Le business florissant des tapis Megerian

Fondée en 1917 à New-York par la famille d’origine arménienne Megerian, l’entreprise de tapis éponyme s’est construit une réputation mondiale. Elle est devenue une référence dans l’art du tapis arménien et un acteur des relations diplomatiques. Visite au cœur de l’atelier d’Erevan.

Le pape François, Charles Aznavour, la star nationale de football Henrikh Mkitharian… La longue liste des clients de l’entreprise « Megerian Carpet » est pour le moins prestigieuse. Cette année, elle fête ses 100 ans. Un siècle durant lequel l’entreprise familiale n’a cessé de grandir.

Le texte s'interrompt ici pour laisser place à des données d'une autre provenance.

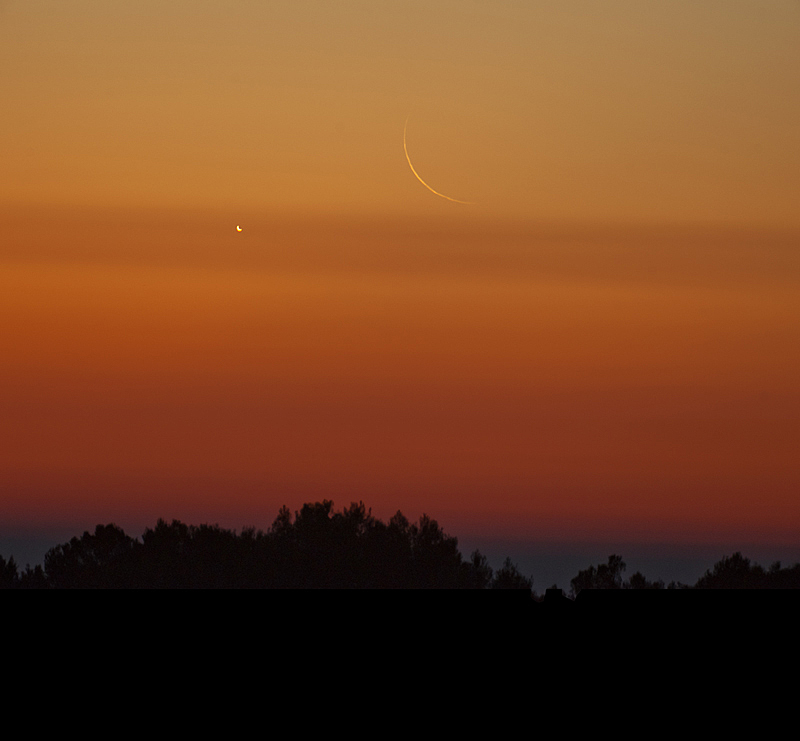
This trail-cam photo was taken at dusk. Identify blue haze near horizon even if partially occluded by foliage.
[0,528,800,594]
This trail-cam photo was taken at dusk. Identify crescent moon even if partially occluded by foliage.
[403,116,474,204]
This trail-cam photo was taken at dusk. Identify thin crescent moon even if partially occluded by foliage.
[403,116,474,204]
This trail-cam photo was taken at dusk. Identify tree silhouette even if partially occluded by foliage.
[570,554,625,597]
[491,557,533,591]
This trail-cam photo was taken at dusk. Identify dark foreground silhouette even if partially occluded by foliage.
[0,500,800,588]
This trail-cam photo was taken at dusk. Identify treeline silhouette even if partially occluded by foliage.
[0,499,800,598]
[0,500,532,590]
[570,551,800,597]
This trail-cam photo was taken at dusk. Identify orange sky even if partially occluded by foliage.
[0,0,800,552]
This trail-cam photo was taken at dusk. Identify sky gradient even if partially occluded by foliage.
[0,0,800,587]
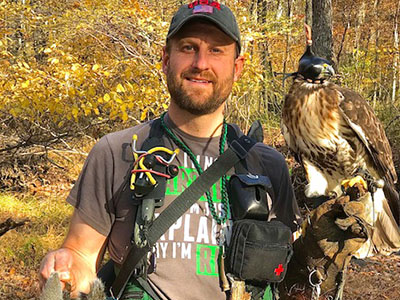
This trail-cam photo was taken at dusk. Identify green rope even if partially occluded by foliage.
[160,112,229,225]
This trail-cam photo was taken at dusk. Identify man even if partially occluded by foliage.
[40,1,299,300]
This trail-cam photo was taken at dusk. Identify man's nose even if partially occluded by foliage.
[192,49,210,70]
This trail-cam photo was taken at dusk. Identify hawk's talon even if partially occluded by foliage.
[328,191,338,200]
[340,175,368,190]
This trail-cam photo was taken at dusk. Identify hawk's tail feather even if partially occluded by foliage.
[383,183,400,225]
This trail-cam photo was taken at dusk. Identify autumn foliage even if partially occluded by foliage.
[0,0,399,177]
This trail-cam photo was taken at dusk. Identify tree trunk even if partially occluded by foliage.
[305,0,312,27]
[312,0,335,65]
[257,0,272,112]
[392,1,400,103]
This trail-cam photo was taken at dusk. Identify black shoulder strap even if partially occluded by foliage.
[110,130,255,300]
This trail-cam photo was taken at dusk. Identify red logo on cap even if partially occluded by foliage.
[274,264,285,276]
[188,0,221,10]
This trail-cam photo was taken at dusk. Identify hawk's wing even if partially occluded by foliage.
[336,86,400,224]
[337,86,397,185]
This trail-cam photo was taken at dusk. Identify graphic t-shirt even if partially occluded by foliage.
[67,116,300,300]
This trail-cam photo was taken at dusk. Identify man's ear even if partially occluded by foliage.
[233,56,245,81]
[162,46,169,75]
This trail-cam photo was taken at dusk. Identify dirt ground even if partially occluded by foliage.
[344,254,400,300]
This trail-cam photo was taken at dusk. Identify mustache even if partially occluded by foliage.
[182,70,217,82]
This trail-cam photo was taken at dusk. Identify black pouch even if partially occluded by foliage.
[225,219,293,283]
[228,174,274,220]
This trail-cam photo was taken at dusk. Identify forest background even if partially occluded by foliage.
[0,0,400,299]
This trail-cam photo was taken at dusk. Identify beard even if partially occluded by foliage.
[167,68,233,116]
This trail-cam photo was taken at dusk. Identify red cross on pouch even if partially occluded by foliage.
[274,264,285,276]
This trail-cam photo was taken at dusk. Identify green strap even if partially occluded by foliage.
[110,136,255,300]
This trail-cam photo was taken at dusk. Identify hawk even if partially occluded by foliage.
[281,27,400,258]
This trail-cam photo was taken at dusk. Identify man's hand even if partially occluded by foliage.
[282,187,371,300]
[39,248,96,298]
[39,211,106,298]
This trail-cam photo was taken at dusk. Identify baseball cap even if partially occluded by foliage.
[167,0,241,53]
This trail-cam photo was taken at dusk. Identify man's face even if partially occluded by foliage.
[163,22,243,115]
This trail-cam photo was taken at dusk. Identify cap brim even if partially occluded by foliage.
[167,14,239,43]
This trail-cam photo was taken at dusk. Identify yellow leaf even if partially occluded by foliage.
[140,109,147,121]
[117,83,125,93]
[88,86,96,96]
[21,80,29,88]
[71,64,80,72]
[71,106,79,120]
[103,94,111,102]
[121,111,128,122]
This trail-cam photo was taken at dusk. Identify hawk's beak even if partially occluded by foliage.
[322,64,335,78]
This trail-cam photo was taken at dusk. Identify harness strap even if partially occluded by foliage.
[110,127,255,300]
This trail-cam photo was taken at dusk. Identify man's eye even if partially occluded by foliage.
[211,48,222,54]
[183,45,194,51]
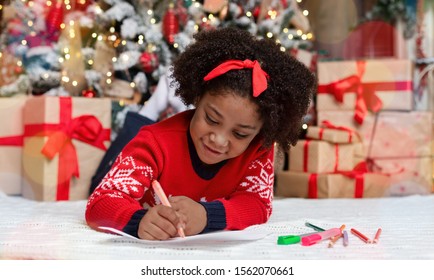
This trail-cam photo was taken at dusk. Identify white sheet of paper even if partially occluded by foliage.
[99,227,269,244]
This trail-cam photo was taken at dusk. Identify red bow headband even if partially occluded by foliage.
[203,59,268,97]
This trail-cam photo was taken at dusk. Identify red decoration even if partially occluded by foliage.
[81,89,96,98]
[163,4,179,44]
[72,0,94,12]
[140,52,159,74]
[46,1,63,34]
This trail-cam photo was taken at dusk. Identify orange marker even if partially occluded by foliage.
[351,228,371,243]
[152,180,185,238]
[374,228,381,243]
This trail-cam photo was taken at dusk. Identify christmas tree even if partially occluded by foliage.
[0,0,312,131]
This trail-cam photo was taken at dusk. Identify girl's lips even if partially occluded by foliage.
[203,143,223,155]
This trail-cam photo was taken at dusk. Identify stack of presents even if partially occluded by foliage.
[0,95,112,201]
[275,59,433,198]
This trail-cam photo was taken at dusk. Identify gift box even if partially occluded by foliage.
[318,111,432,158]
[275,171,390,198]
[0,96,27,195]
[289,140,358,173]
[355,156,432,196]
[306,121,361,144]
[23,96,111,201]
[316,59,413,123]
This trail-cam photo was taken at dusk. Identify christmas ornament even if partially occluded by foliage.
[163,3,179,44]
[203,0,228,14]
[0,51,22,87]
[59,20,87,96]
[140,51,159,74]
[71,0,94,12]
[46,0,63,37]
[81,88,96,98]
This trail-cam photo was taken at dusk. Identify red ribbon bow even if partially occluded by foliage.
[24,97,110,200]
[203,59,268,97]
[318,61,383,124]
[318,61,412,124]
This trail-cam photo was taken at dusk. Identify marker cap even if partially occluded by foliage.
[301,234,322,246]
[277,235,301,245]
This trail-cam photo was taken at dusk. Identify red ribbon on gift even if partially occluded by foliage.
[318,61,412,124]
[0,135,24,147]
[24,97,110,200]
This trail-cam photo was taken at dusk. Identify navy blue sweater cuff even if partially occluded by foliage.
[199,201,226,233]
[122,209,147,238]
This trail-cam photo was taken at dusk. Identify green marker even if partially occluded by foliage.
[277,232,316,245]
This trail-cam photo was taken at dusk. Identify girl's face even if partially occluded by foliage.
[190,93,263,164]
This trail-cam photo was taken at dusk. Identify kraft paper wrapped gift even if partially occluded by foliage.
[275,171,390,198]
[306,122,361,144]
[316,59,413,122]
[289,140,360,173]
[317,111,432,158]
[0,96,27,195]
[355,156,432,196]
[23,97,111,201]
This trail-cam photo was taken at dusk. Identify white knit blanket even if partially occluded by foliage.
[0,193,434,260]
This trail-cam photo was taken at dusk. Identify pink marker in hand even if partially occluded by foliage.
[301,228,342,246]
[152,180,185,238]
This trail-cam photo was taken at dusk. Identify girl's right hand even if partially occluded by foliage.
[137,204,185,240]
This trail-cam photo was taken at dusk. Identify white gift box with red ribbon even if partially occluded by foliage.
[316,59,414,123]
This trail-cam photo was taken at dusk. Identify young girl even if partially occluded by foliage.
[86,28,316,240]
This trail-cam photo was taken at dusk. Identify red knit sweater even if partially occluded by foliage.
[86,110,274,234]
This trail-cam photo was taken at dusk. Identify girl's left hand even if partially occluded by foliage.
[169,196,207,235]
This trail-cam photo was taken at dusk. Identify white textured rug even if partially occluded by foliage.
[0,193,434,260]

Dans l’atelier de la banlieue sud d’Erevan, quatre femmes assises en ligne devant des milliers de fils enchaînent les doubles nœuds. Elles s’attèlent à la fabrication d’un énorme tapis commandé par le gouvernement à l’occasion du 2800ème anniversaire de la capitale Erevan. « Cela fait un an qu’elles travaillent sur ce projet. Heureusement qu’elles sont quatre, à une personne la fabrication aurait pris plus de cinq ans ! » s’exclame Hasmik Sayadyan, qui gère l’atelier.

Le tapis pour le 2800ème anniversaire d’Erevan est en cours de fabrication. (Crédit : Clément Dubrul)

Grâce à son savoir-faire et son carnet d’adresses bien fourni, la société s’est forgée une réputation mondiale. Ses premières usines ouvrent leurs portes à partir des années 70 dans plusieurs pays : Egypte, Chine, Roumanie… Ce n’est qu’en 2002 qu’elle décide de revenir aux sources, en Arménie. Souhaitant promouvoir les mérites de la culture arménienne et l’art de la création de tapis, elle ouvre 25 usines dans tout le pays, dont une à Erevan. Basée sur la technique historique du double nœud et l’utilisation de couleurs naturelles, les tapis Megerian deviennent des œuvres d’art au même titre que les œufs de Fabergé.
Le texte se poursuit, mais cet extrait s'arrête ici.